Just a quick thing for the flex tool you've mentioned, what is the tokenization level, is it word level, or sign level? Reread your response, it's word level, i am sorry.
Another thing though, is the example you've provided is in C-ATF ? The documentation says there are only two protocols provided:
atf: lang XXX
atf: use math
yours use atf: use lexical,
if the issue concerns the documentation, is there a more updated version of it somewhere ?
Here is an update on the current status of the parser with some sample output.
It is far from complete. But i thought the lineGetter and alHandler classes might help you with parsing the entities starting with the underscore. It took me awhile to figure out a relatively error free way to get those occurances.

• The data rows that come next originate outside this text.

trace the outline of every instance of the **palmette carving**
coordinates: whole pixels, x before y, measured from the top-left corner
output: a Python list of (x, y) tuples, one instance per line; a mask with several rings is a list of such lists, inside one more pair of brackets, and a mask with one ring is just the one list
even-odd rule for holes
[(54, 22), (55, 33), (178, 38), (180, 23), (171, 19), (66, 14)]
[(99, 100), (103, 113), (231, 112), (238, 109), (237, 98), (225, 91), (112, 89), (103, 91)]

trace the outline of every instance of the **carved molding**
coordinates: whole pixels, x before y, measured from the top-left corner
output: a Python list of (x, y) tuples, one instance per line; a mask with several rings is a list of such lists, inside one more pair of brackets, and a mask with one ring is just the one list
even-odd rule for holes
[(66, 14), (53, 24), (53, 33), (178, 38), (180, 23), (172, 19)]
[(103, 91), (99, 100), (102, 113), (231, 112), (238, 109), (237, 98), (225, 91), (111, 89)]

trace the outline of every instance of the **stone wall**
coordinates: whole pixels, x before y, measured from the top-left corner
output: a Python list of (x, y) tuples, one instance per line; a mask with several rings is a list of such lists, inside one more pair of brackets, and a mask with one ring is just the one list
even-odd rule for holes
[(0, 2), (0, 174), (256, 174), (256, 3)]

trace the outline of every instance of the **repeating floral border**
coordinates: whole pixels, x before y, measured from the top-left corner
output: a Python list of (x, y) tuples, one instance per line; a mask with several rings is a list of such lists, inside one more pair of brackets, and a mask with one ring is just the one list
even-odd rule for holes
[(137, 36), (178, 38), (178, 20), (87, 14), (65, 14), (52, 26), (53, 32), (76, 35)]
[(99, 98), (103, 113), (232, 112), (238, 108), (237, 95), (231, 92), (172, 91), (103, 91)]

If i took the alHandler class from your perspective, if the results of the grouping methods indicated in the class doesn't have a None value, then there is a good chance that there is a closing underscore for every opened underscore. Whether the underscore is closed after 1 or more lines doesn't matter.
Hi, thank you for the invitation!, I am sending you a gist of what i have so far, here.
In terms of architecture of the parser, at the low level there are testers and there will be getters who uses the tests to select the information in order to get from it. I have written tests for almost all the main components of the c-atf, except the Place Value Notation for numbers, which i have a very vague idea about what it means. The final output will be a python dict, depending on the user input, a json file, or an xml file could be generated from there. An example of the general schema of the python dict is at the end of the gist. Some features included in the schema require several passing, like absolute and relative positions.
The basic process of the algorithm in my mind works like the following: This probably is going to change along the way. Extraction of the information about the text: 1) Extract the c-atf part from an archival view 2) Split the text into parts with "@" 2a) Get the text id and the text language from the first part 2b) Get the object type from the second part
From the third part on we should have only text content with their part names Extraction of the information from the text: I am skipping the checks about whether it is a text line or a comment with # or line structure with $ here. Instead let's assume that we have normal lines starting with a number.
3) Map the text content to line numbers for each part. 4) Check if the text content have logogrammes. 5) Check if the logogrammes have empty space in them. 5a) Here i have not decided yet how i am going to handle the logogrammes that have spaces in them or that belong to a certain word 6) Split the text content into words. 7) Split the word content into signs. 8) Enumerations. At the last stage, i will start enumerating at first the signs for adding their relative positions in the word, then the words for their relative positions in the line, etc. I am not sure how many passages it would require for filling the schema provided in the gist, but in theory, something like this should work.
If you have any suggestions, or any ideas that might be more efficient, or if anything seems odd in the code for some reasons, feel free to correct me.